Sorry for reviving this old thread but how often are you dosing the calcium chloride now? 
I´m not to sure on the dosing of the CaCl, do you dose just once a week after WC? or every other day? Any tips would be much apreciated, I also have a 55g.


----------



## jayrug (Oct 22, 2004)

I just dose once a week after WC. 

The GH doesn't budge until i change the water.


----------



## Betowess (Dec 9, 2004)

ThomE said:


> Damn Jayrug,
> 
> That's a hard question. But I think I can help ya out a little ..
> 
> ...


So to get approximately 5dGH on a 50 gallon water change, would I need about 12.7 grams of CaCL2 and just under 15 grams of MgSO4? My tap GH is darn near zero.

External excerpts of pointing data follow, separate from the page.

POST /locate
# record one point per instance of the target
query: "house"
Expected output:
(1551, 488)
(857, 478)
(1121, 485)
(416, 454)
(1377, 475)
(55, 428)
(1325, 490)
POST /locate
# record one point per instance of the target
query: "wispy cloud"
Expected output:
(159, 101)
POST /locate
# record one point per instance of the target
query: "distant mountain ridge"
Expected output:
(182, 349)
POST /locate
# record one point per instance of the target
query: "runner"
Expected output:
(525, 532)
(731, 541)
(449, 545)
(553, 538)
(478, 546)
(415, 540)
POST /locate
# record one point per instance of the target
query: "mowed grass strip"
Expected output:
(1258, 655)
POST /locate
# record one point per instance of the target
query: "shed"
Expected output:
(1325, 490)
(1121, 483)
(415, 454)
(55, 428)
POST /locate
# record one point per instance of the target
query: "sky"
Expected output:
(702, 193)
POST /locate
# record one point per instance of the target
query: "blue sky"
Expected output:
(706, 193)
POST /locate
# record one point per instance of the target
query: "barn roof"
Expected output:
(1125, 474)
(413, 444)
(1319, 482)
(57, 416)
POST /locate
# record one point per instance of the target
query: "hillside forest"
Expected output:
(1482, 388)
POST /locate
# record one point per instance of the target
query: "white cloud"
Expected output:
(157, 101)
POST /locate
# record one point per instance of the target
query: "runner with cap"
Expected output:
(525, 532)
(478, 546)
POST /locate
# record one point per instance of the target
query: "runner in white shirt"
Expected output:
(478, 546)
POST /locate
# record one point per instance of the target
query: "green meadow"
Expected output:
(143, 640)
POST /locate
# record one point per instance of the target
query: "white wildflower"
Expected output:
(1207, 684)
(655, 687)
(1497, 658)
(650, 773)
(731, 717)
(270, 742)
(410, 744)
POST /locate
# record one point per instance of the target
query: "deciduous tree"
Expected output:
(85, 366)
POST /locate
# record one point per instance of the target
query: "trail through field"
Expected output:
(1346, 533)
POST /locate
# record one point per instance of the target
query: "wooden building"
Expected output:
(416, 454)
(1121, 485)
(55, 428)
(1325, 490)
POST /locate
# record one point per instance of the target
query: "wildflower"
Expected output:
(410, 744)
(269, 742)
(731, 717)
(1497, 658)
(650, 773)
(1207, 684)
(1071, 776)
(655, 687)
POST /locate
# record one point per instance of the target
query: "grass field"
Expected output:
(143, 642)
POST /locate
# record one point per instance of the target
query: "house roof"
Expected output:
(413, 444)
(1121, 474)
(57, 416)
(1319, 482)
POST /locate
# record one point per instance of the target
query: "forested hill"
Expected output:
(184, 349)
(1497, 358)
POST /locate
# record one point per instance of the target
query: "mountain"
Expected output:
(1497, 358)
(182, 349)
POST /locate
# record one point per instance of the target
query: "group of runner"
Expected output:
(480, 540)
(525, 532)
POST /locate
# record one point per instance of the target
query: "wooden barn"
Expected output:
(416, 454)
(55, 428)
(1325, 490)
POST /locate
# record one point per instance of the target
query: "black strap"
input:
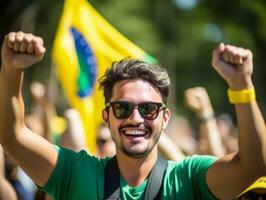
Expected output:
(154, 186)
(112, 180)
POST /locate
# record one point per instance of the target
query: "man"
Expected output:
(257, 191)
(135, 94)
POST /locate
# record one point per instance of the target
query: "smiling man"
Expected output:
(136, 112)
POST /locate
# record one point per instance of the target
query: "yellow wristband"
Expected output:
(241, 96)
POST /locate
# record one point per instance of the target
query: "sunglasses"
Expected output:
(253, 196)
(147, 110)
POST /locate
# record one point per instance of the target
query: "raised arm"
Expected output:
(197, 100)
(233, 173)
(32, 153)
(7, 192)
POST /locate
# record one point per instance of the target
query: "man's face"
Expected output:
(136, 136)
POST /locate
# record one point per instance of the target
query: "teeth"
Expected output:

I think I'm noticing a calcium deficiency and I am leaning toward ditching the oyster shells and trying to get more precise. I use epsom for Mg. And would you mix a batch of the two and then teaspoon it out into a water change prep tank. Because I have to use a prep tank to raise my soft pH to off gas CO2 - I have very soft well water which is in the low 5 pH out of the well's tap. By off gassing for a day or so I can get my pH up a little over a degree.But I'm still left with zip GH and KH. I usually add a little baking soda to bring up the KH too. Any help much roud: appreciated. bob


----------



## Hypancistrus (Oct 28, 2004)

That's WAY WAY too much magnesium. Most people either do a ratio of 3:1 calcium:magnesium or 4:1 calcium:magnesium.

The numbers for a 4:1 ratio are:

For 1 dGH per gallon - 0.07939 grams CaCl2*2H2O, and 0.03327 grams MgSO4*7H2O (epsom salt).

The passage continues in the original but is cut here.